When you change firms, it is essential that you keeping your online professional image up to date.

If you don’t change old names and logos on your website or blog, you could receive a cease and desist letter from your former firm, says Loic Jeanjean, online marketing director with Vancouver-based Advisor Websites. That’s one piece of correspondence you don’t want to receive, especially when starting at a new position.

While deleting old websites and blogs is important, you should try to keep some continuity so you can still be found online.

Follow this expert advice to delete your professional Internet past while making it easy for clients and prospects to find you:

> Keep the domain name
Retaining your old domain name helps you maintain continuity.

A domain name is the web address (for example, johnsmithfinancial.com). If your domain name is not connected with that of your old firm, it’s best to keep it. This way, you can build on previous web searches for your site, says Jeanjean.

When a large number of searches for words and phrases connected with your site occur (search engine optimization or SEO) and many links to your domain name take place, search engines like Google will create an index for you. The better your SEO (more searches over time), the higher your name is placed on a list when someone does a keyword search.

> Don’t disappear right away
You don’t have to delete your website immediately.

Instead, set up a forwarding page explaining why the website has moved, says Jeanjean.
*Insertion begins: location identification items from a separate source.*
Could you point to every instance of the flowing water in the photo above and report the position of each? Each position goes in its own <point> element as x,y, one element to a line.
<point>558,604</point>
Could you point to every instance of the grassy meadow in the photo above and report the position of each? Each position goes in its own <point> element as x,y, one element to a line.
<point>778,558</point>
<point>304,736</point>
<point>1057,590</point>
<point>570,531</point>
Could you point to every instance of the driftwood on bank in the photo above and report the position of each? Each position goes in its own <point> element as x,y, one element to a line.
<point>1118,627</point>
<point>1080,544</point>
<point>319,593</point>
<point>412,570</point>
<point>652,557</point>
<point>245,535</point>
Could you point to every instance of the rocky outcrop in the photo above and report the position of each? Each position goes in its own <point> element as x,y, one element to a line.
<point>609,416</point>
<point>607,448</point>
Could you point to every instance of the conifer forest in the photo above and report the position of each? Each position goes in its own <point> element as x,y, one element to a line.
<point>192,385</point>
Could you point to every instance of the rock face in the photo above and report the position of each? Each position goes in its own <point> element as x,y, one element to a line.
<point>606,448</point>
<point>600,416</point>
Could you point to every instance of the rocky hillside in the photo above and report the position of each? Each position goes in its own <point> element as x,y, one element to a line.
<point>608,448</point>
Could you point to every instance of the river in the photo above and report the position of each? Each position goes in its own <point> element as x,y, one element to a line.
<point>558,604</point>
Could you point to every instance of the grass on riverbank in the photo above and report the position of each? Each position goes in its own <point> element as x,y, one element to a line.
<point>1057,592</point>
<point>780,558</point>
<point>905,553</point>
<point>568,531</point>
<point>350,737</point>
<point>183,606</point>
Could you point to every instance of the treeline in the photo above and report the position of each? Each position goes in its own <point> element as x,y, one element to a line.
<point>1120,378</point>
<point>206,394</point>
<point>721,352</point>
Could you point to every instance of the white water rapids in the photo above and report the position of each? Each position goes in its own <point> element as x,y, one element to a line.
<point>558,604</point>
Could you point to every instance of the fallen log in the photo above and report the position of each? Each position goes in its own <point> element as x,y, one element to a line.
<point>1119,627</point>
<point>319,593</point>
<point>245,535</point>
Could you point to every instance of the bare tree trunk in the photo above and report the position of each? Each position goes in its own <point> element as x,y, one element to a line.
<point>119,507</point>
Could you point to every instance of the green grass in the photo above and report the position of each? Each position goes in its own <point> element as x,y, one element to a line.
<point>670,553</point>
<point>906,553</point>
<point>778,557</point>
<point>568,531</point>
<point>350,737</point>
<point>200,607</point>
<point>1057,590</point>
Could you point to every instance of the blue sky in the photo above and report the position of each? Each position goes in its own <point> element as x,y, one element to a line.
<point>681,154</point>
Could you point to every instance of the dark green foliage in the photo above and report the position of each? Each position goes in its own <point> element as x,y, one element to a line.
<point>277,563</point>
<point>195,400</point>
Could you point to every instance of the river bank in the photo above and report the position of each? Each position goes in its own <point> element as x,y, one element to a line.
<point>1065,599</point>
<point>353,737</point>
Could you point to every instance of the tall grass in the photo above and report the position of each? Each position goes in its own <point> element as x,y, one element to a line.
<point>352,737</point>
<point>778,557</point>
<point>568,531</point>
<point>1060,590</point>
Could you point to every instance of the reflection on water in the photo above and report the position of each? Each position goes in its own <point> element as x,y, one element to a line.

After three to six months, you can shut down the site by logging into the host — the firm from which you rent space or bandwidth to publish your website — and cancelling your subscription, Jeanjean says.

While cancelling your package with the host is easy enough to do yourself, you may need some help from a web designer in creating the forwarding page.

> Save everything
Before cancelling any material online, make sure you’ve saved it.

That includes all the content that was on the site, including photos, says Jeanjean. As soon as you delete the site by cancelling your hosting package, everything will be permanently erased and you will be unable to retrieve it.

> Be selective with blog posts
Think twice about what you delete and what you keep when it comes to old blog posts.

If you have endorsements, logos or comments regarding a previous employer or carrier, you should delete the blog to avoid any conflict, says Jeanjean. Once you delete the blog it will be gone from the Internet within 48 hours.

You can keep blog posts that refer to your services generically.